December 30, 2010 - Another new Boeing Next-Generation 737-800 with the new Boeing Sky Interior took to the skies over Seattle on Wednesday, as Continental Airlines.

A wholly owned subsidiary of United Continental Holdings, Inc., became the first U.S.-based carrier to fly with the new interior. Continental's jet features the new United Airlines livery. 

Wednesday's flight marks completion of 13 deliveries to the first five launch customers for the innovative 737 Boeing Sky Interior. The airplane also marks a new record for 737 yearly deliveries of 376. The previous record was 372 deliveries in 2009. 

"We are proud to be the first carrier in North America to introduce the brand-new Boeing Sky Interior to our customers," said Ron Baur, United fleet vice president. "The new lighting and sculpted side panels give the 737 a modern and more spacious look, while providing increased overhead storage space." 

The 737 Boeing Sky Interior is part of Boeing's strategy to continuously improve the 737 for both airlines and passengers by making it more efficient and economical to operate and maintain and more comfortable for passengers. Today's Next-Generation 737 operators fly 737s that are 5 percent more fuel-efficient than the first Next-Generation 737s delivered in 1998, and another 2 percent improvement is on the way. 

In mid-November, another 737-800, also in the new United Airlines livery, successfully completed an early flight test to begin certification of the aerodynamic and engine changes that will result in the 2 percent improvement. Testing and certification will continue through April 2011. Boeing is phasing into production the performance improvement package, beginning in mid-2011 through early 2012. 

One percent of the savings comes from reducing resistance as air flows around the airplane. The upper and lower anti-collision lights change from round to a more aerodynamic, elongated teardrop shape. Wheel-well fairings are re-contoured to smooth the air flow near the main landing gear. A redesign of the environmental control system, exhaust vent and streamlined wing slat and spoiler trailing edges round out the aerodynamic changes. 


CFM is introducing the new CFM56-7BE engine enhancement program to coincide with Boeing's airframe changes. Low- and high-pressure turbine modifications will result in a 1 percent reduction in fuel consumption. In addition, Boeing is optimizing the engine's primary nozzle and plug.

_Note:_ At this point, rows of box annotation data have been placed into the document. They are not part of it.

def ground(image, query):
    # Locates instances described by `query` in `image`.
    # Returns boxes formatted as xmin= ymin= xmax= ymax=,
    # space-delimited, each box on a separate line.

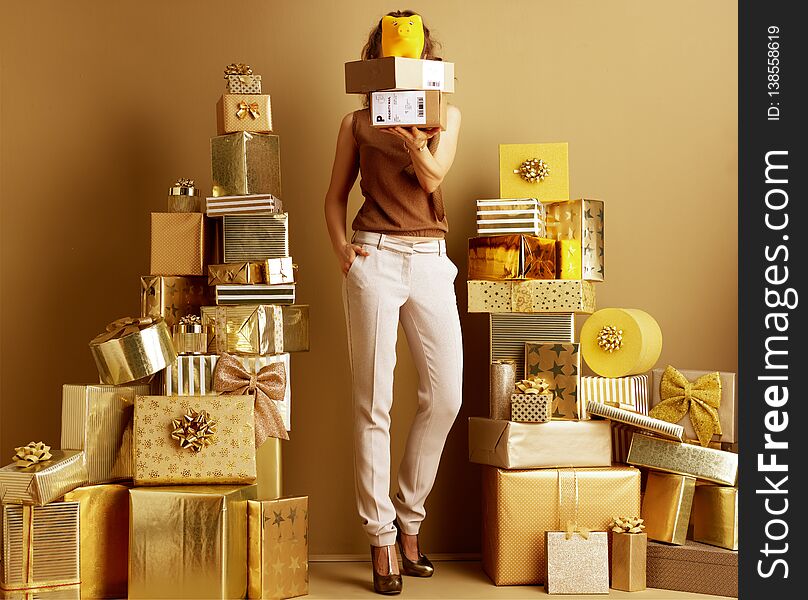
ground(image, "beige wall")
xmin=0 ymin=0 xmax=737 ymax=554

Together, the changes result in cooler-running engines that may provide up to 4 percent lower maintenance costs. 


The CFM56-7BE engine is currently undergoing a 10,000 cycle endurance test at Snecma facilities in Villaroche, France. The test should be complete in early 2011. These tests simulate conditions far more extreme than would be experienced in commercial service to validate the reliability and durability of the hardware.